President Bill Clinton (1993-2001) followed in the steps of Jimmy Carter, promoting regular activity through his Clinton Global Initiative, and also promoting earthquake relief in Haiti in 2010 in tandem with President George W. Bush (2001-2009). Also, Clinton was involved in promotion of relief for victims of Hurricane Katrina in 2005 and the Indian Ocean tsunami in 2004 with former President George H. W. Bush (1989-1993). He also has been interviewed regularly and published many books and articles.

So these are the contributions, after being President, of 13 Presidents, and it is highly likely that President Barack Obama will continue that tradition, leaving office, whether in 2013 or 2017, as one of the youngest retired Presidents in our history as a nation!

January 20: Historic Day Over And Over Again! :)

Today is January 20, which has been Inauguration Day for the President of the United States every fourth year since 1937, due to the 20th Amendment which was added to the Constitution in 1933 in record time, after the horrors of waiting four months until March 4, 1933, to see the transition between defeated President Herbert Hoover to President Franklin D. Roosevelt in the worst days of the Great Depression.

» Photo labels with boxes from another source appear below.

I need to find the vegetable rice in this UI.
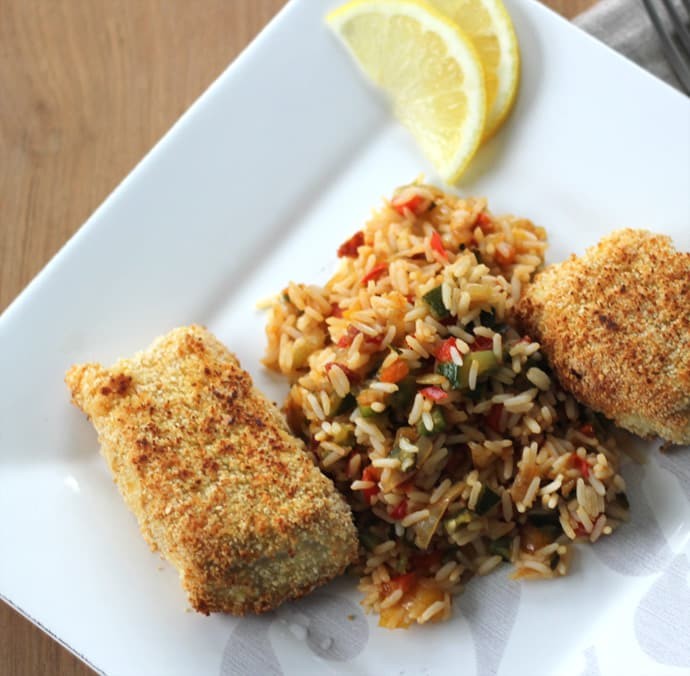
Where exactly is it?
[265,184,628,628]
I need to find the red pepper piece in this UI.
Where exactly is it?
[338,230,364,258]
[361,263,388,286]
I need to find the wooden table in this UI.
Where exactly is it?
[0,0,596,676]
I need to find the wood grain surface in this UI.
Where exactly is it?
[0,0,596,676]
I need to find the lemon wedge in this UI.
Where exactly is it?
[326,0,486,183]
[427,0,520,138]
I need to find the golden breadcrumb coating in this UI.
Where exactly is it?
[516,229,690,444]
[65,326,357,614]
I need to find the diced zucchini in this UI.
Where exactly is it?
[388,376,417,413]
[417,406,446,437]
[422,286,450,319]
[489,535,512,561]
[474,486,501,516]
[436,361,460,390]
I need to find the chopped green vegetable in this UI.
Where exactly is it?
[422,286,450,319]
[335,392,357,415]
[460,350,498,388]
[417,406,446,437]
[388,376,417,413]
[527,510,560,528]
[464,382,489,402]
[389,446,417,472]
[489,535,512,561]
[359,532,383,551]
[436,361,460,390]
[443,509,472,535]
[474,486,501,515]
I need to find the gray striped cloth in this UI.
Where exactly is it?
[574,0,680,89]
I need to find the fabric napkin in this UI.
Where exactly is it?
[574,0,683,91]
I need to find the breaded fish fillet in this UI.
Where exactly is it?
[516,229,690,444]
[66,326,357,614]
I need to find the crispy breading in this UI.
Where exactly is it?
[65,326,357,614]
[516,229,690,444]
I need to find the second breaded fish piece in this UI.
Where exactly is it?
[516,229,690,444]
[66,326,357,614]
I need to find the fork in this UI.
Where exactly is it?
[642,0,690,94]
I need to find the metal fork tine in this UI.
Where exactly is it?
[661,0,690,52]
[642,0,690,94]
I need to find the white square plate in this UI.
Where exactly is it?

So every President since then has been inaugurated on January 20, with the exception of Harry Truman in 1945 (upon the death of FDR), Lyndon Johnson in 1963 (upon the death of John F. Kennedy), and Gerald Ford ni 1974 (upon the resignation of Richard Nixon). But Truman and Johnson were later inaugurated for a full term on January 20, with only Gerald Ford never experiencing the pomp and circumstance of Presidential Inauguration Day, as a result of his defeat for a full term of office in the 1976 Presidential Election to Jimmy Carter.

Round numbers tend to carry more weight, somehow, so today it is 50 years since John F. Kennedy took the oath and 30 years since Ronald Reagan uttered the oath.

It is also 30 years since Jimmy Carter left the White House, and 10 years since Bill Clinton left the Oval Office.

Kennedy and Reagan have become the favorite Presidents of the poorly informed general public, based on public opinion polls every year to commemorate President’s Day every February.

But it is worth some consideration to think about the contributions of Jimmy Carter and Bill Clinton AFTER they left the White House!

Carter has already had the second longest retirement of any President, and in mid September 2012, he will surpass Herbert Hoover as the longest retired President ever, and since he is seemingly in tip top shape physically and mentally at age 86, it seems likely he will beat the Hoover record.

Often called the best former President in American history, while far from the best President in office, Carter has stirred some outrage and animosity for some of his views and statements in the past thirty years, particularly regarding Israel and the Arabs.

But despite this, he has been engaged in many good deeds, including Habitat for Humanity and promotion of democracy and free and fair monitored elections all over the world through the Carter Center in Atlanta, and he has great acceptance as an outstanding man promoting peace and diplomacy and the fight against poverty and hunger in the world community.

His stature has risen, and he is the author of about ten books, the most prolific author ever, even surpassing Richard Nixon.

Meanwhile, Bill Clinton in ten years time has pursued a similar commitment to peace, diplomacy, and the fighting of hunger and poverty through the Clinton Initiative. He has a great international image and is seen, much like Carter, as a man of wisdom and principle. He has written his memoirs and has given advice to President Obama, and has stood by very proudly as his wife has become an exceptional Secretary of State after being a Senator from New York for eight years.

Both men have their definite faults and shortcomings, as all of us do, but both have gone the extra mile and done the office of the Presidency proud, setting a distinct image and imprint on the potential of a former President to have a major impact even beyond his years in the Oval Office!

So there is a lot to celebrate on January 20 this year!